2

It seems putting an array of strings into an numpy array takes over 20 times more memory than the raw array. I could understand that it would take 10% more memory due to some overhead, but I would like to know why it takes 2000% percent more.

import numpy as np
from sys import getsizeof

txt = ["adsfjwofj owejifowijefiwjfoi of wofjwoijfwoijfoiwej"]
print(getsizeof(txt))

txts = [txt for _ in range(10000)]
print(getsizeof(txts))

txts_np = np.array(txts)
print(getsizeof(txts_np))

The output:

72
87624
2040112

I thought there was something wrong with my installation, but I tried it also on another machine with a different numpy version and got the same result.

toto2
  • 5,306
  • 21
  • 24
  • 2
    `getsizeof` isn't recursive, list don't contain the actual objects, they contain pointers to them.
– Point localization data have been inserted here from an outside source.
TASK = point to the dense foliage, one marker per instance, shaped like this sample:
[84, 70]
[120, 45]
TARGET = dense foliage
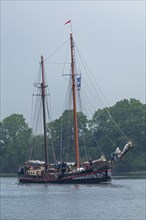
[109, 128]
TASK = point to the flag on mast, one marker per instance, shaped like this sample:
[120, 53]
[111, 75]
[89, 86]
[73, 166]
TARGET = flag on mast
[67, 22]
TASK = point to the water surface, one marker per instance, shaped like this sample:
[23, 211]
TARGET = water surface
[122, 199]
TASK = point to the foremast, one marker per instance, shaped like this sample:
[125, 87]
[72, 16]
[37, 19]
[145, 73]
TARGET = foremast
[43, 86]
[74, 100]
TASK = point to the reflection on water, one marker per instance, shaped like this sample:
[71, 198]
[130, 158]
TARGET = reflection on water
[122, 199]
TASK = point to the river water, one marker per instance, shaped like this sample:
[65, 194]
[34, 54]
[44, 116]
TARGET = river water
[122, 199]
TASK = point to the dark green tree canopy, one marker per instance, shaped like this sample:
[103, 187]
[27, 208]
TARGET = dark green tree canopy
[109, 128]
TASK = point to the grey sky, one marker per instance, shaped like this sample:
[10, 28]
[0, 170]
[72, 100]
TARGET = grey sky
[110, 34]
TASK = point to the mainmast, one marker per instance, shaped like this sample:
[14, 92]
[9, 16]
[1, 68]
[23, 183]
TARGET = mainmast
[43, 86]
[74, 101]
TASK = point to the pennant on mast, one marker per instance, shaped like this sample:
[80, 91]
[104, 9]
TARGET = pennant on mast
[69, 21]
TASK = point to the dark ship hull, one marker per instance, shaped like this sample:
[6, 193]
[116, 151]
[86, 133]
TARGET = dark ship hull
[92, 175]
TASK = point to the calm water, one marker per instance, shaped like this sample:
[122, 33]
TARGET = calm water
[123, 199]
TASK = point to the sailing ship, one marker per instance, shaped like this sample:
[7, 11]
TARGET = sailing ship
[92, 171]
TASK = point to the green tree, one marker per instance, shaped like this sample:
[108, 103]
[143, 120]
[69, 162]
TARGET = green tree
[15, 142]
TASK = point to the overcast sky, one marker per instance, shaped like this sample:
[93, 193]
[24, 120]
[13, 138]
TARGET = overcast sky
[110, 34]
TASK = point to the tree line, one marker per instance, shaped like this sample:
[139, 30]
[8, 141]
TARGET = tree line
[108, 128]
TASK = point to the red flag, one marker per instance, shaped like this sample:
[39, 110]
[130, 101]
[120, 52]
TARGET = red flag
[67, 22]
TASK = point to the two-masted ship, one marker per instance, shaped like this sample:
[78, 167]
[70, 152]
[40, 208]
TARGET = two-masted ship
[95, 171]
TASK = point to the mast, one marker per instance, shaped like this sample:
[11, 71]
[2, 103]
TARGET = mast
[74, 101]
[43, 86]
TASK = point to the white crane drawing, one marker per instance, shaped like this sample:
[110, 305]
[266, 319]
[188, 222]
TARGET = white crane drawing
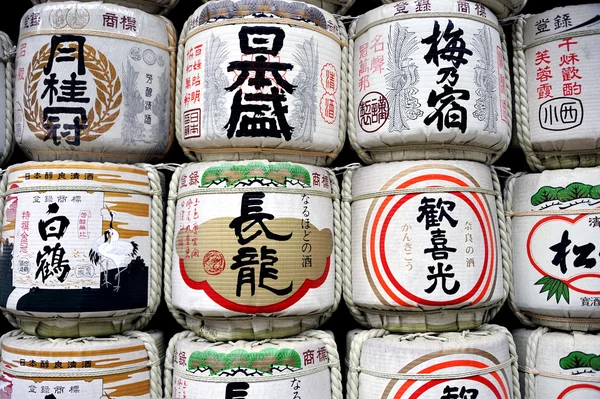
[110, 252]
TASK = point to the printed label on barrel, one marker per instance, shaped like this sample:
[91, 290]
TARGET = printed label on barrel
[75, 250]
[262, 84]
[257, 363]
[81, 92]
[254, 251]
[433, 249]
[430, 75]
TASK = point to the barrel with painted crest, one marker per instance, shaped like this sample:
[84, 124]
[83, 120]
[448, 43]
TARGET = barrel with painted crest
[556, 87]
[306, 365]
[96, 83]
[554, 221]
[558, 365]
[262, 79]
[251, 250]
[429, 83]
[424, 246]
[479, 364]
[81, 247]
[119, 366]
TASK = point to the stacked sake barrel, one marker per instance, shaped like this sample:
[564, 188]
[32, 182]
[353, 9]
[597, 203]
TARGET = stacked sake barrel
[82, 237]
[252, 259]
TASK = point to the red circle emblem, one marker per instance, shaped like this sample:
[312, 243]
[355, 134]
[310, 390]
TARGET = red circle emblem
[214, 263]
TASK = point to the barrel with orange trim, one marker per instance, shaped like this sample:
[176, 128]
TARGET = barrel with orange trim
[480, 364]
[81, 249]
[558, 365]
[423, 246]
[119, 366]
[554, 217]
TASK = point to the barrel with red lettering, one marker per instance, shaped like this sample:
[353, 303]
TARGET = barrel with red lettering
[304, 366]
[480, 363]
[557, 88]
[554, 220]
[120, 366]
[251, 250]
[429, 80]
[95, 83]
[561, 365]
[262, 80]
[425, 247]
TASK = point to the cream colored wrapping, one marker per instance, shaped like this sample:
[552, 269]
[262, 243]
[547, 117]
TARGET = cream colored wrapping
[151, 6]
[296, 112]
[410, 100]
[502, 8]
[7, 68]
[119, 366]
[481, 363]
[94, 82]
[252, 248]
[558, 365]
[81, 247]
[557, 90]
[555, 228]
[425, 245]
[306, 365]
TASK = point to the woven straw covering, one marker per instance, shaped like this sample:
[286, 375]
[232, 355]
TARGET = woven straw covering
[306, 365]
[425, 245]
[396, 112]
[479, 363]
[224, 216]
[556, 87]
[553, 219]
[118, 366]
[296, 112]
[151, 6]
[110, 98]
[556, 364]
[82, 247]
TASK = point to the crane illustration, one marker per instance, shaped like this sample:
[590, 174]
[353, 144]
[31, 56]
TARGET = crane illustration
[111, 252]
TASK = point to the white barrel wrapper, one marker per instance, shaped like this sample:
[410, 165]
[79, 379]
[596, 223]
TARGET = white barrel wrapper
[151, 6]
[502, 8]
[555, 220]
[558, 365]
[425, 253]
[558, 87]
[471, 364]
[253, 253]
[304, 366]
[429, 82]
[262, 79]
[81, 247]
[93, 83]
[119, 366]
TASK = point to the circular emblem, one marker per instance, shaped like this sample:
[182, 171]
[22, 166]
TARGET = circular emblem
[373, 112]
[214, 263]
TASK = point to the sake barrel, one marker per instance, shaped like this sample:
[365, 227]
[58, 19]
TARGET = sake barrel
[557, 87]
[151, 6]
[554, 222]
[424, 245]
[7, 60]
[478, 364]
[501, 8]
[95, 82]
[250, 248]
[305, 366]
[558, 365]
[429, 83]
[120, 366]
[81, 250]
[262, 79]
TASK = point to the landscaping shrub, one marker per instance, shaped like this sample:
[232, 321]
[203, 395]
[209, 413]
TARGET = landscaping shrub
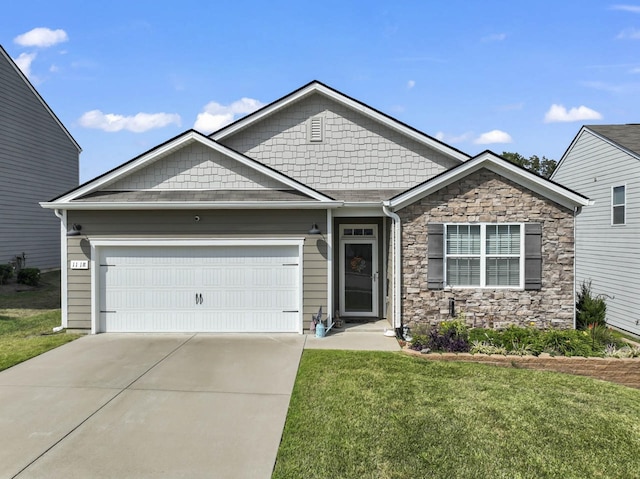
[590, 309]
[448, 336]
[29, 276]
[6, 272]
[453, 336]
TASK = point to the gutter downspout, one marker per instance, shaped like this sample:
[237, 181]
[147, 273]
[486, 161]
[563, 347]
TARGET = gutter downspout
[576, 211]
[63, 269]
[397, 266]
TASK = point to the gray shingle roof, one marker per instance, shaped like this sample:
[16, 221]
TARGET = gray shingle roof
[195, 195]
[362, 195]
[627, 136]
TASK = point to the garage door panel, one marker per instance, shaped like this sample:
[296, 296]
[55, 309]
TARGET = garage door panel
[216, 289]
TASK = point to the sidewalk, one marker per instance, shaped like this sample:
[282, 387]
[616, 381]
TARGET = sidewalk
[357, 337]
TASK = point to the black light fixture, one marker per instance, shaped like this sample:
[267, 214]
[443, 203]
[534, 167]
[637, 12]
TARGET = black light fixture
[75, 230]
[314, 229]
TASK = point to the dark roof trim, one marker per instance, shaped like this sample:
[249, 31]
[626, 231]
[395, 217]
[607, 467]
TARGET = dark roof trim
[204, 137]
[339, 93]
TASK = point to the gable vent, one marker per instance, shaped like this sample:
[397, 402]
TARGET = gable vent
[315, 132]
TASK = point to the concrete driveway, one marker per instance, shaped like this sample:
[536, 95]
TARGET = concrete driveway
[170, 405]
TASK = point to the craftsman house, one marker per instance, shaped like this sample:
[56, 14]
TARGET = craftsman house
[314, 200]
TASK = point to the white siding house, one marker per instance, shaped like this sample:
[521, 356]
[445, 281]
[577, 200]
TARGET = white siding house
[603, 163]
[38, 161]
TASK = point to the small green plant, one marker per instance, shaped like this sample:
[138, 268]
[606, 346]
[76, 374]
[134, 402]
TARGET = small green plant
[6, 272]
[485, 347]
[590, 309]
[29, 276]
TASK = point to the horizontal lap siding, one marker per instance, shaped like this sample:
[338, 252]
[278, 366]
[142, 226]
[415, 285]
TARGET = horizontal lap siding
[607, 255]
[181, 224]
[38, 162]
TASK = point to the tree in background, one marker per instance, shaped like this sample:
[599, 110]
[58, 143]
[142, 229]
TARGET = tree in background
[543, 167]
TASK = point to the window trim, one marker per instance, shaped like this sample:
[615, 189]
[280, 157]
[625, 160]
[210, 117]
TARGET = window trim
[617, 205]
[484, 256]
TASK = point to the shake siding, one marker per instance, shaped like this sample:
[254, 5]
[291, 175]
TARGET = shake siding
[196, 167]
[38, 161]
[356, 151]
[181, 224]
[607, 255]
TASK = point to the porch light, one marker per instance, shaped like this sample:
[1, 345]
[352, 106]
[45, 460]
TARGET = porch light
[75, 230]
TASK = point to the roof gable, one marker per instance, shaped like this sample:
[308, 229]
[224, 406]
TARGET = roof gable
[187, 162]
[624, 136]
[500, 166]
[29, 86]
[316, 87]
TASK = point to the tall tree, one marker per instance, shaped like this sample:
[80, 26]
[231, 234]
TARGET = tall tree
[543, 167]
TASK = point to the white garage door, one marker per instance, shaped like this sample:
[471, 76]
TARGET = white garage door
[199, 289]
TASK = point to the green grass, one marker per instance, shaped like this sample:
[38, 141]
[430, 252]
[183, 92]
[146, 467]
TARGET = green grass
[387, 415]
[27, 320]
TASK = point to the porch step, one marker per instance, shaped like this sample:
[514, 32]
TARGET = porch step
[371, 327]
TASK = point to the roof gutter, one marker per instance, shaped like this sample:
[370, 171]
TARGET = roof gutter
[63, 269]
[397, 266]
[199, 205]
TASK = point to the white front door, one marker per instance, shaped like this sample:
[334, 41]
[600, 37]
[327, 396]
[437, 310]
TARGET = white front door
[359, 270]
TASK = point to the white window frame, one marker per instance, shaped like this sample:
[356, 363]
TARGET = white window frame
[483, 257]
[623, 204]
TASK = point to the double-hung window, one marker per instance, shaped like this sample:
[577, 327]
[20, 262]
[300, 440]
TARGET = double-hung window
[618, 201]
[484, 255]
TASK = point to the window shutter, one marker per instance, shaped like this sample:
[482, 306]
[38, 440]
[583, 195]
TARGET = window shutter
[315, 129]
[435, 255]
[533, 256]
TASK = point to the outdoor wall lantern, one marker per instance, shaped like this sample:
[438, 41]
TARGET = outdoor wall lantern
[314, 229]
[75, 230]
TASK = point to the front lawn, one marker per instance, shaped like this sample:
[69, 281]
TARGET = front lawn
[27, 320]
[387, 415]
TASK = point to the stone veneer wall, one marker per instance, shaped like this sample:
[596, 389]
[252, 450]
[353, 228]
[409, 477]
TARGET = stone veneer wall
[485, 197]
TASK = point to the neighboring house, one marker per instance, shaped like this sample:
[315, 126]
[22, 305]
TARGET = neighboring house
[603, 162]
[315, 200]
[38, 160]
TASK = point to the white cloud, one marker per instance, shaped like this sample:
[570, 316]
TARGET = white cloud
[627, 8]
[450, 139]
[496, 37]
[629, 34]
[41, 37]
[138, 123]
[558, 113]
[215, 115]
[24, 63]
[493, 136]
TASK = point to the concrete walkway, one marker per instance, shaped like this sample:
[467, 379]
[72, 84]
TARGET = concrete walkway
[356, 336]
[158, 405]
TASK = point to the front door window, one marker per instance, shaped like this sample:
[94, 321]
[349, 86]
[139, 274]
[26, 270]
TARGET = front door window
[359, 270]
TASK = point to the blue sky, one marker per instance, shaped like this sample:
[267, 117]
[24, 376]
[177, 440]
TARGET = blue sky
[124, 76]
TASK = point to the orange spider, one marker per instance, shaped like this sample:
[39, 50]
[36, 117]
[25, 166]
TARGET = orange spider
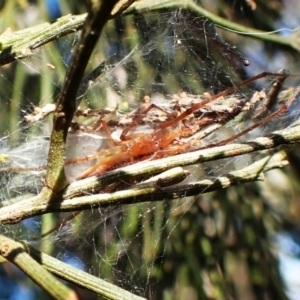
[166, 139]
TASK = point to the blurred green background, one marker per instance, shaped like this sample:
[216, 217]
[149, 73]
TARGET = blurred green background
[221, 245]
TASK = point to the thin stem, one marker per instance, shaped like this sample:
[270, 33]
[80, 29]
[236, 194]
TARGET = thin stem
[14, 252]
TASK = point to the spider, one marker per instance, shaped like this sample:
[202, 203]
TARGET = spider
[168, 138]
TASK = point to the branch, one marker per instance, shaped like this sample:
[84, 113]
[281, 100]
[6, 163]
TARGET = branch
[72, 200]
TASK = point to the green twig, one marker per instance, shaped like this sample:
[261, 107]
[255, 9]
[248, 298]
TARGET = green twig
[14, 252]
[99, 286]
[72, 200]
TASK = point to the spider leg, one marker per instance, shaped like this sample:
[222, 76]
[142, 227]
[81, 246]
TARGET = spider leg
[136, 120]
[279, 111]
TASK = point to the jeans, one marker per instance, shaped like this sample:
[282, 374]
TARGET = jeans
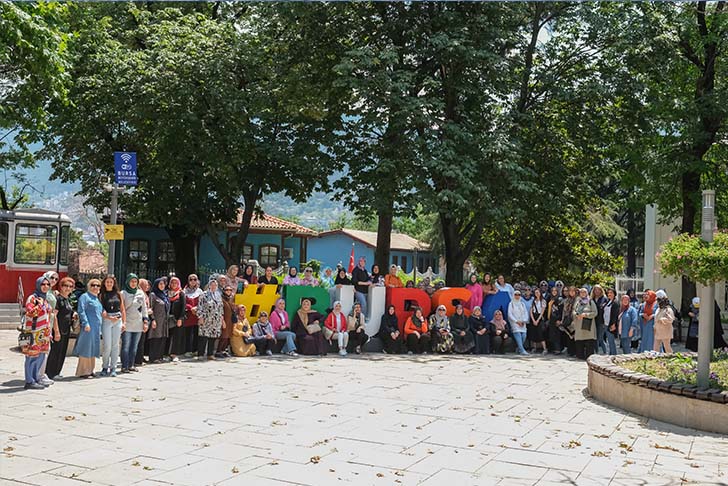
[111, 333]
[612, 344]
[129, 345]
[626, 345]
[32, 367]
[519, 337]
[290, 339]
[361, 297]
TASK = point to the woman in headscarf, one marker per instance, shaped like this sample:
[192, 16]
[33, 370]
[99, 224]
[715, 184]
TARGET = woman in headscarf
[177, 306]
[647, 321]
[241, 338]
[192, 292]
[463, 341]
[417, 333]
[585, 328]
[501, 333]
[476, 292]
[229, 317]
[161, 314]
[233, 279]
[336, 323]
[143, 348]
[442, 340]
[628, 325]
[37, 324]
[518, 317]
[249, 277]
[137, 321]
[389, 332]
[537, 323]
[554, 310]
[292, 277]
[307, 326]
[282, 328]
[210, 313]
[481, 330]
[62, 331]
[342, 278]
[357, 329]
[113, 323]
[88, 343]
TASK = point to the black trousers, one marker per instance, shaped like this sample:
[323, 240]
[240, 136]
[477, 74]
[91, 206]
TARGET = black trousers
[205, 346]
[57, 356]
[418, 346]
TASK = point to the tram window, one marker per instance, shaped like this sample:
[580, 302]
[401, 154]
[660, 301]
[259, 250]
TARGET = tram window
[65, 236]
[3, 242]
[35, 244]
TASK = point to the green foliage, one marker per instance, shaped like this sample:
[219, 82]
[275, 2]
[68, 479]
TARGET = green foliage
[701, 262]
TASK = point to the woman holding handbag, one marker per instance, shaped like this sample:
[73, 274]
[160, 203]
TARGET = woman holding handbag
[35, 341]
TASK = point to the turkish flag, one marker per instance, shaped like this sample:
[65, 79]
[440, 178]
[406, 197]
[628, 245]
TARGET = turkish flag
[351, 260]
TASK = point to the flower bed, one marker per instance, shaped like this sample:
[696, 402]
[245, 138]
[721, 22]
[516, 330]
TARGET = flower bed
[682, 368]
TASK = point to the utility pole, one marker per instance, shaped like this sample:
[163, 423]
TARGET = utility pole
[707, 297]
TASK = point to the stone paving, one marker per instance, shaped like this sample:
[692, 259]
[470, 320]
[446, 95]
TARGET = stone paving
[371, 420]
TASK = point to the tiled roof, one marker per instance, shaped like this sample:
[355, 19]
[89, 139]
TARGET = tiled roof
[266, 222]
[399, 241]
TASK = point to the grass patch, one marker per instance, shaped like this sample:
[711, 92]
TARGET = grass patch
[683, 369]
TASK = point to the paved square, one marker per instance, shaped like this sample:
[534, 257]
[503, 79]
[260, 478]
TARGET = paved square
[372, 420]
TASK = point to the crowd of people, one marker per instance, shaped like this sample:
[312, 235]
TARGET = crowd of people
[142, 322]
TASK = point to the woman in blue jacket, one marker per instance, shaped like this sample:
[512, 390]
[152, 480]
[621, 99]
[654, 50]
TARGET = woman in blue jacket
[629, 326]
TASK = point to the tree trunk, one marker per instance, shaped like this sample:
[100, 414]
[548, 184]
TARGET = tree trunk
[185, 252]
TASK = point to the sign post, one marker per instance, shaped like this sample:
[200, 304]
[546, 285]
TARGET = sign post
[125, 174]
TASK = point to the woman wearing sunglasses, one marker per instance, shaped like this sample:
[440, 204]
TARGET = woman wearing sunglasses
[88, 343]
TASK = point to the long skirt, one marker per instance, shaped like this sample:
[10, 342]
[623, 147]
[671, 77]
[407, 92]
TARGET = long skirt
[482, 343]
[463, 344]
[85, 366]
[176, 341]
[312, 344]
[357, 339]
[156, 348]
[418, 345]
[57, 356]
[391, 346]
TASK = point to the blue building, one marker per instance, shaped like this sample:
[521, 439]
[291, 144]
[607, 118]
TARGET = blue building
[334, 247]
[147, 250]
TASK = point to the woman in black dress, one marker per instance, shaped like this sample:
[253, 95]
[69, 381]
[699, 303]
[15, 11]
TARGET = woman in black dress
[537, 326]
[61, 333]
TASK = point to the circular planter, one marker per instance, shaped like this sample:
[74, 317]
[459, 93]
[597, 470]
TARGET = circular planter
[675, 403]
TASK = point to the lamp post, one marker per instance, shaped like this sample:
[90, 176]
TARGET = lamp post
[707, 297]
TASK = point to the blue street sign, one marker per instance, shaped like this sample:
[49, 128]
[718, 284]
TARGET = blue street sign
[125, 168]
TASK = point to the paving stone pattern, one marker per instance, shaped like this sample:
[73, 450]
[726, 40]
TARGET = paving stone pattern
[371, 420]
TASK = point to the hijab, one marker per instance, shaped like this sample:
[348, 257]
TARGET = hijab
[38, 287]
[127, 288]
[174, 293]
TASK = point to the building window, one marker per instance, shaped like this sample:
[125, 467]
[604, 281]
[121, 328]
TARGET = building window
[247, 253]
[268, 255]
[138, 257]
[4, 229]
[165, 256]
[35, 244]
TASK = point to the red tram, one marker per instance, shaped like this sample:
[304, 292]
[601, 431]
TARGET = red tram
[32, 242]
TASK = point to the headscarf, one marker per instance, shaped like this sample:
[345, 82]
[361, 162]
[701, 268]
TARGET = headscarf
[161, 294]
[38, 289]
[174, 293]
[129, 278]
[649, 304]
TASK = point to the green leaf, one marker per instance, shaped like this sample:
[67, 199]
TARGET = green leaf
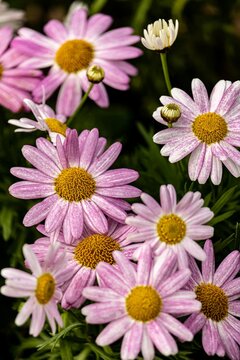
[6, 220]
[237, 237]
[52, 342]
[221, 217]
[220, 245]
[223, 200]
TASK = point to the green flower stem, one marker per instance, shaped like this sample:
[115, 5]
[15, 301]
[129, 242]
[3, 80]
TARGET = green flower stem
[84, 98]
[84, 354]
[65, 345]
[165, 71]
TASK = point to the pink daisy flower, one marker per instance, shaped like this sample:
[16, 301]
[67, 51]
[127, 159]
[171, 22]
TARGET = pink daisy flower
[83, 256]
[70, 48]
[208, 128]
[141, 304]
[217, 291]
[74, 179]
[10, 17]
[46, 118]
[172, 225]
[15, 82]
[41, 288]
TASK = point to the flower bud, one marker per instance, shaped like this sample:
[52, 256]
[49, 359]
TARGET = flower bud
[95, 74]
[160, 35]
[170, 113]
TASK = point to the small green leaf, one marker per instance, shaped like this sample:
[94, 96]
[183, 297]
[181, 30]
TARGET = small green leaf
[6, 219]
[223, 200]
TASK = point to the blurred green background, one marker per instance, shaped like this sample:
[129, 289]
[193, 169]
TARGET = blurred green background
[207, 47]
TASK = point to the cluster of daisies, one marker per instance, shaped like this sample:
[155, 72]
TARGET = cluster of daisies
[136, 264]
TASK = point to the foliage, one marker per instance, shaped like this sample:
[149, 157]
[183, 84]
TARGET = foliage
[207, 48]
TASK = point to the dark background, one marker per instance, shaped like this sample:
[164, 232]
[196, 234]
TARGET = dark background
[207, 47]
A more fair comparison will be: `sum(getsizeof(x) for x in txts)`. I am not sure how `__sizeof__` works in case of nd arrays though, if it's implemented. – Ashwini Chaudhary Aug 01 '18 at 17:42
  • 1
    https://stackoverflow.com/questions/14208410/deep-version-of-sys-getsizeof – Fred Aug 01 '18 at 17:46

1 Answers1

0

This is a self-answer since it was answered in the comments by @Ashwini Chaudhary.

My observation that numpy takes much more memory than a raw array is not valid. sys.getsizeof is not a good tool for reporting memory usage: it seems that it reports correctly the size of the numpy array, but only the size occupied by the pointers in the raw array.

toto2
  • 5,306
  • 21
  • 24